I have been with the AAVSO for two and a half years as the Administrative Assistant.  And what an adventure it has been!  I've been to three fall meetings, including the Centennial.  I’ve experienced the introduction of CHOICE courses, the Adopt A Variable Star Program (AAVSP), and the move to the online forums.  I’ve worked with our publications, our store, our website, and our social media.  I’ve biked to HQ in pouring rain and slippery ice.  I've sent out countless mailings and emails, and met many of the great people with whom I correspond.  And I’ve gotten to work with some of the most dedicated, caring, and understanding coworkers I could have asked for.

At the same time, I have been attending graduate school to become a school psychologist.  This is my final year, which consists of a full-time internship.  I have been coming to the AAVSO after the school day ends, and the other staff have been extremely flexible in answering the phone and the door when I am not here.  Sadly, holding both positions has become too exhausting for me, and I have decided that I need to leave the AAVSO’s administrative work in the capable hands of someone new.

My last major project before I left was to create and order the seasonal card that we send to our members and observers each year.  This is my third time coordinating this mailing and it was obvious that we wanted to feature Nova Del 2013, so the process was easy this time around.  Arne Henden and Mike Simonsen gathered a few options for the image, and we decided to use one that John Chumack graciously offered.  Sara Beck created the light curve using VStar.  I put the images together with the text on the card using Adobe InDesign.  Elizabeth Waagen helped me make some visual edits, and Arne okayed the final print.  Will McMain wrote a script to find the addresses for everybody in our database who should receive the card.  Like much of what we do at HQ, this was quite the team effort!

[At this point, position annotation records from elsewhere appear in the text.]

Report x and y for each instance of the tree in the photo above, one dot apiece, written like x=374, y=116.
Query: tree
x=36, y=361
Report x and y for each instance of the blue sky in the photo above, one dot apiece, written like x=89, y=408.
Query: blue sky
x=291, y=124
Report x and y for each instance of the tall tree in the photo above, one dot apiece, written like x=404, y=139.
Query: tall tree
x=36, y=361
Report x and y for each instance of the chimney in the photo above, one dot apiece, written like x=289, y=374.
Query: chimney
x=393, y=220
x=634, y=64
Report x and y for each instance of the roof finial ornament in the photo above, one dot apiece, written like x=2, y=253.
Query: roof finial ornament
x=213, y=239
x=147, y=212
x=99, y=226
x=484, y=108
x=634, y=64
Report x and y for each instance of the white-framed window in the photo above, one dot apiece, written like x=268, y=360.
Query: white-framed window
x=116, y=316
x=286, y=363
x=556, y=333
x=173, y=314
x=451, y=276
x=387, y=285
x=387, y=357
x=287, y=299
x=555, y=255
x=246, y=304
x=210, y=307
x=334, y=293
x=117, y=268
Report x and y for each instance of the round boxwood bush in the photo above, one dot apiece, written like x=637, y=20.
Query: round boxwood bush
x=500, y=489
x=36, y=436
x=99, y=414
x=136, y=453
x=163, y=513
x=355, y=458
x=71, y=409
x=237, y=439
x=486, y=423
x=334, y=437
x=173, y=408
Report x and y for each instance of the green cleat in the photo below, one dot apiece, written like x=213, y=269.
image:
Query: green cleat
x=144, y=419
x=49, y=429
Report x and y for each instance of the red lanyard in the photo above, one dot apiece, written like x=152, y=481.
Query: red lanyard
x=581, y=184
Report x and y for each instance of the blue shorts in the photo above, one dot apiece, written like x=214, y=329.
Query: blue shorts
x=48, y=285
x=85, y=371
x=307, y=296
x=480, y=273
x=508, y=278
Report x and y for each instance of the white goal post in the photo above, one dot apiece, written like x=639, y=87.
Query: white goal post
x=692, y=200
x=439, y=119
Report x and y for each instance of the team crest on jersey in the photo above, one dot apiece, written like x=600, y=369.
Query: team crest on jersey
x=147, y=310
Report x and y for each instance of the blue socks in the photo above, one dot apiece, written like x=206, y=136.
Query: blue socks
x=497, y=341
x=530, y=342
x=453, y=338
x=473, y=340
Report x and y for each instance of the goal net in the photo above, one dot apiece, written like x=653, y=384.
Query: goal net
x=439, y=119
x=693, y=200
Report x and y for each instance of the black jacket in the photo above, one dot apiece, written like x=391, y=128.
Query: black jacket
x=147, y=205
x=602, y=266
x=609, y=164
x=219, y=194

Once the card was ordered and the address labels printed, it was supposed to be just a matter of waiting until everything arrived so we could send it out.  I always enjoy these big mailings, because although they involve a lot of monotonous envelope stuffing, I also get the chance to listen to longtime staff telling stories about the AAVSO’s past – what it was like to work with Janet Mattei, how past meetings have almost gone awry, the way the organization has adapted to rapid changes in technology over the years.

But of course, there is always some kind of excitement here at HQ.  A few days after the cards were supposed to arrive, the online tracking information mysteriously disappeared from the FedEx website, so I called them.  After some investigation, the woman on the other end of the line told me in a bewildered voice that our lovely cards were destroyed in a truck fire.  Oh no!

I called the printing company at the height of their own busiest season.  After a long hold, I was reassured that we would receive the cards within a week, but then that week stretched into two.  I called again and was told the cards wouldn't be ready until Christmas Eve!  But I know the power of an interesting story, and I told the person on the line about the truck fire that destroyed the first batch of cards.  They agreed to do what they could to speed up our order.  In the meantime, I regaled the staff with numerous emails about the progression of the new prints.  (The fourth email was sent when we’d finally gotten tracking for the new package, with the subject line “Holiday mailing part IV: A New Hope”.  Working with a bunch of nerds who understand my references has also been a perk of this job!)

When the cards finally arrived late last week, everybody at HQ – Arne, Elizabeth, Will, Mike Saladyga, Matt Templeton, Rebecca Turner, Doc Kinne, and I – took some time out to help stuff envelopes when we could.  I sat around the table with some of them, making conversation and enjoying the rare downtime.  I thought about how the story of “That year when the cards were destroyed in a fire” will be passed down to my successor, as both an entertaining story and a reassurance that things always seem to work out no matter what obstacles we face.

It will be hard to say goodbye to the AAVSO.  I have loved my time here.  I hope to stay involved somehow, once my workload has lightened a little.  You can't get rid of me that easily!  Until then, I wish everybody well in the new year and I thank you for accepting me within your niche.